The third thing that Bethlehem f’Għajn­sielem reminds me of sits just across the water and comes in at least two avatars. The first is Popeye Village, originally the set of a dismal film that no one seems to have watched. The place has since mushroomed into a theme park of sorts. Why it oozes such charm and attracts so many people is a mystery I will never solve.

The second and more famous one is Montekristo Estate. Hugo Drax was the villain in the Bond film Moonraker. Among his follies was a splendid chateau in the French classical style he had built in the middle of the Californian desert. It was said of Drax that ‘what he doesn’t own, he doesn’t want’. Montekristo is a clone, except Drax limited his mischief to outer space and wasn’t too keen on events hosted by President Coleiro Preca.

Bethlehem f’Għajnsielem is the grandest heap of kitsch, bad taste, and silliness imaginable

I did say that Bethlehem f’Għajnsielem was hard to place. It isn’t much easier to digest either, because it’s the grandest heap of kitsch, bad taste and silliness imaginable. It’s as if once a year all the farmhouses and houses of character of Gozo spew all the cart wheels, ploughs, kenuri and various other clichés that decorate their fuq il-fil walls.

My usual attitude is to say that whatever interests is interesting, and to leave it at that. There are two reasons why I can’t do the same for Bethlehem f’Għajnsielem.

First, because I remember driving up the hill from Mġarr and thinking what a splendid patch of garrigue and agricultural patchwork Ta’ Passi was. The whole place has now been buried under a sea of huts, walkways, water channels and such. Just as Popeye Village did at Anchor Bay, Bethlehem f’Għajn­sielem has turned a lovely place into an eyesore. To popular applause.

I wonder, did the organisers ever bother with mundane things like building and change-of-use permits? Or is it all so authentically ancient that it predates Mepa? I also marvel at how Bethlehem f’Għajn­sielem manages to accommodate the megalithic remains that are known to exist at Ta’ Passi. Still, if it’s a nativity village, it must be good. (There’s an idea, as if he needs one, for the Hugo Drax of Ħal Farruġ.)

The second reason why the place makes me want to be sick has to do with the whole fixation with theme parks and such bundles of contrived fun.

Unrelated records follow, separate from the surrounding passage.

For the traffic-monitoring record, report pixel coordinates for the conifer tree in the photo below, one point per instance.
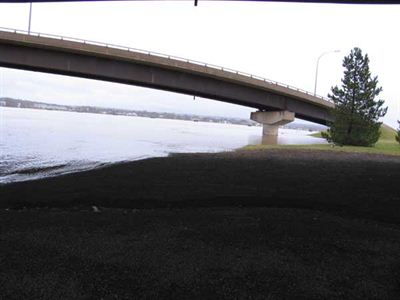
(356, 113)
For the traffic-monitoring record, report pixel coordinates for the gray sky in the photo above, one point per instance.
(279, 41)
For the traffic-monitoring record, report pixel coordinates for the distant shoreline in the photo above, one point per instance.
(17, 103)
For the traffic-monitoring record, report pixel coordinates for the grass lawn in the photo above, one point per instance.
(386, 145)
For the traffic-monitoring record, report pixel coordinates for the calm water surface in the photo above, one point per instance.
(40, 143)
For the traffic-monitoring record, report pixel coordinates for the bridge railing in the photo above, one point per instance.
(157, 54)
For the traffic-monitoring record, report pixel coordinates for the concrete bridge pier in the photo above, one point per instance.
(271, 120)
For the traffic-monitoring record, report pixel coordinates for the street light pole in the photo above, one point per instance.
(30, 18)
(316, 71)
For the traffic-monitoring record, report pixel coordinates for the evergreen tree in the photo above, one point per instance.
(356, 111)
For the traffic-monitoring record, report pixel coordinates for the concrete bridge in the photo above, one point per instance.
(276, 103)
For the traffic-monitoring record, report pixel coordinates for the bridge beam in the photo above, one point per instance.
(271, 120)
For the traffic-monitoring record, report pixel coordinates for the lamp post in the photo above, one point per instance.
(316, 71)
(30, 18)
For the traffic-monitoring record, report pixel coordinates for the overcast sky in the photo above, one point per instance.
(279, 41)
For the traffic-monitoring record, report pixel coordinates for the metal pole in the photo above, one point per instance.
(316, 71)
(30, 17)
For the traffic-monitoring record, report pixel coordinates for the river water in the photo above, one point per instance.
(40, 143)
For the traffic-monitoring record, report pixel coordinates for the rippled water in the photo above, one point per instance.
(39, 143)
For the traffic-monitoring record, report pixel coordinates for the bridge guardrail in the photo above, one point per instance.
(157, 54)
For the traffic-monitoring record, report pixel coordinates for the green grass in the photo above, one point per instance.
(386, 145)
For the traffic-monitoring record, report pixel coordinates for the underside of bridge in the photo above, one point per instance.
(277, 105)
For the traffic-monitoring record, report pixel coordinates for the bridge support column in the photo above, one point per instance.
(271, 120)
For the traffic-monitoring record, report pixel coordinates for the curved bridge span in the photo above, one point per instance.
(73, 57)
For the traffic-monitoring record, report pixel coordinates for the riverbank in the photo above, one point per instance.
(268, 224)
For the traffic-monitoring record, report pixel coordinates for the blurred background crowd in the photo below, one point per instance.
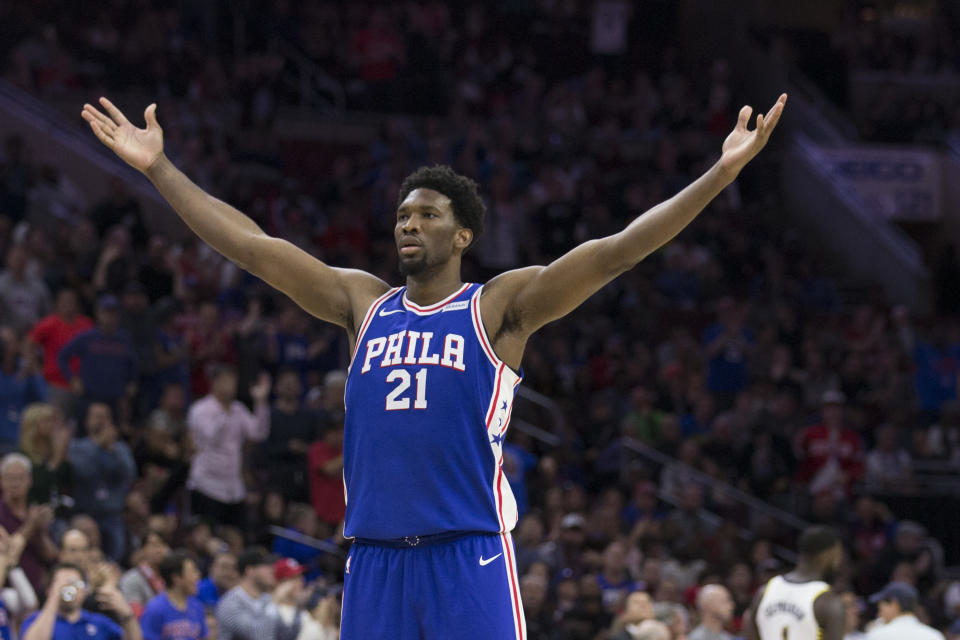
(155, 397)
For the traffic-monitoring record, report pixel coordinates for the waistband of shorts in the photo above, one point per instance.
(410, 542)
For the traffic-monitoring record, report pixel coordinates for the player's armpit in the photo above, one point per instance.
(831, 615)
(336, 295)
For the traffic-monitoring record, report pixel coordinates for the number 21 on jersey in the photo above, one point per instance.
(398, 399)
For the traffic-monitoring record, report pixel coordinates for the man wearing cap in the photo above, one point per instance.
(245, 612)
(108, 365)
(831, 455)
(896, 604)
(286, 597)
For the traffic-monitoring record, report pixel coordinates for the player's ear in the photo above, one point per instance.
(463, 238)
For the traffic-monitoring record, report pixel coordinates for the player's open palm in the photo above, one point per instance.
(139, 148)
(743, 144)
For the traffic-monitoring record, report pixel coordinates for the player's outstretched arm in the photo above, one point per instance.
(335, 295)
(539, 295)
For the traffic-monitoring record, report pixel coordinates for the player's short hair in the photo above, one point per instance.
(468, 207)
(817, 539)
(173, 564)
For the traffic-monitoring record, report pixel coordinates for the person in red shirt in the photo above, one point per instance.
(51, 333)
(325, 457)
(831, 455)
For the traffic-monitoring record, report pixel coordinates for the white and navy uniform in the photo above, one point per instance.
(786, 612)
(429, 507)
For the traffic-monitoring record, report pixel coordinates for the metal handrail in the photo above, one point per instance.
(718, 486)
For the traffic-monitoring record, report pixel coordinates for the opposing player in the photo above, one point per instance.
(800, 605)
(434, 367)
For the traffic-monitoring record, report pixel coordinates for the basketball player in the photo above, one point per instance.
(800, 605)
(434, 368)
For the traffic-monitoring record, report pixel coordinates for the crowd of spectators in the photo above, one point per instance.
(156, 397)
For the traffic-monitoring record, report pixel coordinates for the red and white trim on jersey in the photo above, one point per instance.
(519, 622)
(367, 318)
(434, 308)
(497, 420)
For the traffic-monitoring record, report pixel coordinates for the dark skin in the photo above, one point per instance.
(828, 608)
(513, 305)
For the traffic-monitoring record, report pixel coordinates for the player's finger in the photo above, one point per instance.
(101, 134)
(150, 116)
(115, 113)
(96, 115)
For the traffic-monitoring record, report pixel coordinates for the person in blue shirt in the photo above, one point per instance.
(63, 617)
(223, 577)
(176, 614)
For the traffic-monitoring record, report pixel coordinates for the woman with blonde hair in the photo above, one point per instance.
(44, 438)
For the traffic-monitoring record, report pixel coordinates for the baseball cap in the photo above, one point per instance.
(286, 568)
(900, 592)
(108, 301)
(832, 396)
(254, 557)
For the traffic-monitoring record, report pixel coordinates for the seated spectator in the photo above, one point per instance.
(888, 465)
(32, 522)
(219, 426)
(143, 582)
(44, 438)
(637, 613)
(831, 454)
(20, 385)
(176, 613)
(63, 618)
(108, 365)
(716, 612)
(223, 577)
(292, 430)
(292, 621)
(18, 598)
(51, 334)
(244, 612)
(103, 472)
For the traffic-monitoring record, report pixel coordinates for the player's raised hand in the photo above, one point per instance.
(139, 148)
(743, 144)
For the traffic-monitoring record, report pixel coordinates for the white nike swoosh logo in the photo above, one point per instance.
(484, 563)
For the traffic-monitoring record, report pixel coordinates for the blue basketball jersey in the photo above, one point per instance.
(427, 408)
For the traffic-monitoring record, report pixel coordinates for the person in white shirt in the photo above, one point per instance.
(896, 603)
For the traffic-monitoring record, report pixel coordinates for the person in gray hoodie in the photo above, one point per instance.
(103, 472)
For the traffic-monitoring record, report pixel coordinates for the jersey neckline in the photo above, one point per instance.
(433, 308)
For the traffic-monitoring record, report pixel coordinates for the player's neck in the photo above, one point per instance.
(429, 288)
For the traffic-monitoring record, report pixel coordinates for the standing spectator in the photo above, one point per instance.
(176, 614)
(292, 621)
(51, 334)
(831, 455)
(140, 584)
(63, 618)
(24, 298)
(896, 605)
(103, 473)
(716, 612)
(291, 431)
(44, 438)
(30, 522)
(223, 577)
(244, 612)
(107, 359)
(728, 344)
(219, 426)
(20, 384)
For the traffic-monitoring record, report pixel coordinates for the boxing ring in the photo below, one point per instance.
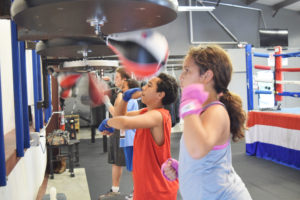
(273, 134)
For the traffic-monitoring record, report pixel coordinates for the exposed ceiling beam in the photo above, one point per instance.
(284, 4)
(250, 1)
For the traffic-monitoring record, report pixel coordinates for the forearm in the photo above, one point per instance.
(195, 137)
(121, 108)
(118, 122)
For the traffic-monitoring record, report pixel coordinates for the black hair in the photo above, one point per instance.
(169, 86)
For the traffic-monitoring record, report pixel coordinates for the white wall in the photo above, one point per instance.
(6, 76)
(27, 176)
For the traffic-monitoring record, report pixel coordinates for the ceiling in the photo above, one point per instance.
(278, 4)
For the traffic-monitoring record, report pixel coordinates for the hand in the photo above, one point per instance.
(169, 169)
(104, 127)
(106, 133)
(106, 101)
(193, 96)
(131, 93)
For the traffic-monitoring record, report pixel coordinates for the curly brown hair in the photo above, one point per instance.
(217, 60)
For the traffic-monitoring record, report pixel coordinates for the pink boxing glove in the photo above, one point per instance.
(193, 96)
(174, 165)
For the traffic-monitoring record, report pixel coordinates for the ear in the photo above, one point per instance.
(161, 95)
(208, 76)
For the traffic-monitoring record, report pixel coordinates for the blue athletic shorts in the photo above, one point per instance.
(128, 152)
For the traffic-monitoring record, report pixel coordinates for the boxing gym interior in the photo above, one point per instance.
(58, 58)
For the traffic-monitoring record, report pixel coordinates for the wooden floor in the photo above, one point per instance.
(264, 179)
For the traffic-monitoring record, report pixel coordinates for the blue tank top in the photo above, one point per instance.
(211, 177)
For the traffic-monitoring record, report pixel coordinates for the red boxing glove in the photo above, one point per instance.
(193, 96)
(174, 165)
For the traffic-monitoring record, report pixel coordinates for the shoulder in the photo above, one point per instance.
(215, 113)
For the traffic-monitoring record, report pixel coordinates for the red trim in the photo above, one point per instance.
(283, 120)
(289, 69)
(65, 93)
(278, 73)
(262, 67)
(69, 81)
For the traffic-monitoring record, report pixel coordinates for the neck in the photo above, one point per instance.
(154, 106)
(213, 96)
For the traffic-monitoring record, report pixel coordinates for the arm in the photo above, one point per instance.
(111, 108)
(202, 133)
(149, 119)
(121, 106)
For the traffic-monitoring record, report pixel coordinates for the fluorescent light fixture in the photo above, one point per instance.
(195, 8)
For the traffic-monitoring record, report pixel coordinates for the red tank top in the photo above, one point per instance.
(148, 157)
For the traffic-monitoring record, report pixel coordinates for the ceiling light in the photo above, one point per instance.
(195, 8)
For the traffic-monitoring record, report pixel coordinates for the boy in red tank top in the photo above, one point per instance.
(152, 140)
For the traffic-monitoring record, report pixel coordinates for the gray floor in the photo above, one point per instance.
(264, 179)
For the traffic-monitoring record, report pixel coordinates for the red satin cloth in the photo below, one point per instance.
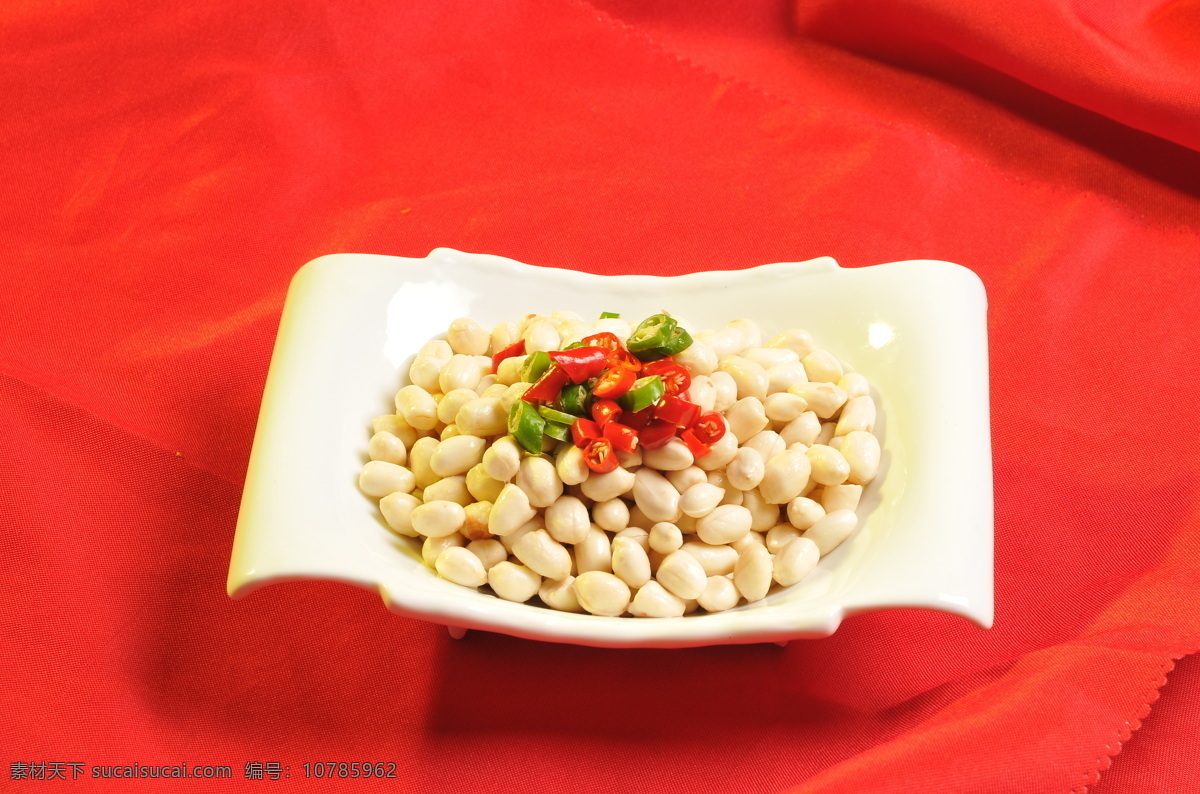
(168, 169)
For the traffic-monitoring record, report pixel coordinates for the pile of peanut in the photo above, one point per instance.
(663, 535)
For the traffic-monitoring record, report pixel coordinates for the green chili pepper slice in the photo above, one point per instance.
(653, 332)
(678, 342)
(575, 398)
(558, 432)
(526, 425)
(552, 415)
(535, 366)
(643, 394)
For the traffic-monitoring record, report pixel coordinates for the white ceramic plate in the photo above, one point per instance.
(352, 323)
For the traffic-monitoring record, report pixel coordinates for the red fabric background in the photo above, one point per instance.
(167, 170)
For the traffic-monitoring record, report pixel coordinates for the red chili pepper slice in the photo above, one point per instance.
(637, 420)
(623, 437)
(605, 410)
(678, 411)
(709, 428)
(676, 377)
(655, 434)
(615, 383)
(581, 362)
(583, 431)
(699, 449)
(599, 455)
(547, 386)
(515, 349)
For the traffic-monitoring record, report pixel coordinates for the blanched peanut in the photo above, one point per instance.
(665, 537)
(396, 426)
(457, 455)
(514, 582)
(687, 477)
(845, 497)
(823, 398)
(510, 511)
(803, 512)
(720, 453)
(379, 479)
(725, 524)
(702, 392)
(747, 419)
(611, 515)
(779, 536)
(719, 594)
(725, 391)
(449, 489)
(857, 414)
(504, 335)
(832, 530)
(450, 403)
(481, 486)
(541, 335)
(594, 552)
(601, 593)
(502, 459)
(474, 528)
(387, 447)
(630, 563)
(570, 465)
(768, 444)
(751, 575)
(749, 377)
(460, 372)
(672, 456)
(784, 407)
(724, 343)
(682, 575)
(822, 366)
(652, 600)
(397, 511)
(786, 476)
(460, 566)
(610, 485)
(559, 595)
(468, 337)
(508, 372)
(829, 468)
(655, 495)
(796, 340)
(701, 499)
(751, 537)
(855, 385)
(635, 534)
(432, 547)
(541, 553)
(490, 552)
(717, 560)
(802, 431)
(567, 519)
(699, 358)
(483, 416)
(745, 469)
(538, 479)
(418, 408)
(438, 518)
(424, 372)
(862, 452)
(796, 561)
(763, 515)
(784, 376)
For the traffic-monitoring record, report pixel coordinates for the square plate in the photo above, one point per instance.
(352, 324)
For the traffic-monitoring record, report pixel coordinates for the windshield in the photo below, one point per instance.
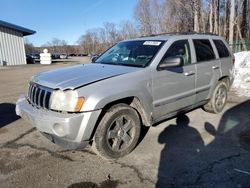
(131, 53)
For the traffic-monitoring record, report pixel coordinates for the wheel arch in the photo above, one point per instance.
(132, 101)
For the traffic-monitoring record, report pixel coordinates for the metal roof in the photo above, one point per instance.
(23, 30)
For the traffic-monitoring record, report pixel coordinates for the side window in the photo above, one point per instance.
(221, 48)
(204, 50)
(179, 49)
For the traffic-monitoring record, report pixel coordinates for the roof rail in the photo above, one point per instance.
(179, 33)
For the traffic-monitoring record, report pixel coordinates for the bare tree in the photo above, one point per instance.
(231, 22)
(197, 7)
(142, 14)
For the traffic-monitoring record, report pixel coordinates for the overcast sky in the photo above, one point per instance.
(64, 19)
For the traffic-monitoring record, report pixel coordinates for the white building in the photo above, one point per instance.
(12, 50)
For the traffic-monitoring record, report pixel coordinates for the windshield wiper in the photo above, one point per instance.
(131, 65)
(109, 63)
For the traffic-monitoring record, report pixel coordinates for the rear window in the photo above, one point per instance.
(221, 48)
(204, 50)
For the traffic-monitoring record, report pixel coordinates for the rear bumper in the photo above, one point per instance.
(67, 130)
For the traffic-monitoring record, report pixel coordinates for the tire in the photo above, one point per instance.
(218, 99)
(117, 133)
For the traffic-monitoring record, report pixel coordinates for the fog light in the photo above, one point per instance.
(59, 130)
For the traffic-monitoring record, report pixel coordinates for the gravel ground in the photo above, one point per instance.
(193, 150)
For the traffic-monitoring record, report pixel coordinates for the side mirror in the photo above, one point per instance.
(171, 62)
(93, 59)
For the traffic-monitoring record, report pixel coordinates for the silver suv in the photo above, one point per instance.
(135, 83)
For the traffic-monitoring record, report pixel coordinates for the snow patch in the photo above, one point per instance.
(241, 83)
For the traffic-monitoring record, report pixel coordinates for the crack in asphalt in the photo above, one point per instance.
(136, 170)
(211, 166)
(19, 137)
(52, 153)
(13, 145)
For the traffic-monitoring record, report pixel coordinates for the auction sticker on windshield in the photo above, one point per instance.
(152, 43)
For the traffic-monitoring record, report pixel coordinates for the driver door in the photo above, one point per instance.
(174, 87)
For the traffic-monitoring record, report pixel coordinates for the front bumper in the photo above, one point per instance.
(67, 130)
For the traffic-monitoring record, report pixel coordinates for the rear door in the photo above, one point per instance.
(208, 68)
(174, 88)
(225, 57)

What exactly is the matter with having fun (whatever that means) in normal places, on normal days, with normally-dressed people?

I can understand Marie Antoinette’s aristocratic boredom, what with the wigs, bronze-encrusted furniture and too much spare time to kill. But why should commoners like me get so bored of normality to want to seek refuge in a fantasy landscape? Perhaps the answer to that question is also the clue to the devastation of the countryside.

I suppose the people in curtains and their admirers will rush to defend Bethlehem f’Għajn­sielem on three counts. First, the weary ‘it’s all for charity’. To which I’d say that a good cause doesn’t make a stupid something less stupid. In the unlikely event that politicians did silly things on television to raise money for charity, we’d still call them daft.

The second argument is that it’s good because children enjoy it. The truth is that some do and others don’t, as with everything else. One of my most nightmarish memories is that of school nativity plays, in which I took part and had lots of fun. So much fun, in fact, that I hated every second of it. I especially disliked the bit where we had to carry plastic sheep and walk like shepherd boys. The sheer joy of it all, the festive spirit.

The third defence is that it attracts tourists and is good for the economy. Says a lot about tourism that people should want to cross a continent (and a sea channel) to look at a man in a false beard herd llamas across a field in false Palestine. Still, I would concede that Bethlehem is indeed good for the economy, as are Winnie the Pooh merchandise and trainspotting outings.

The Front Favur il-Mina people tell us that Gozo should not be thought of as a crib. I agree, and I think it shouldn’t look like one either. Bethlehem f’Għajnsielem does exactly that in the silliest, ugliest and most pointless way. Whoever came up with the idea deserves a leading part in the nativity scene.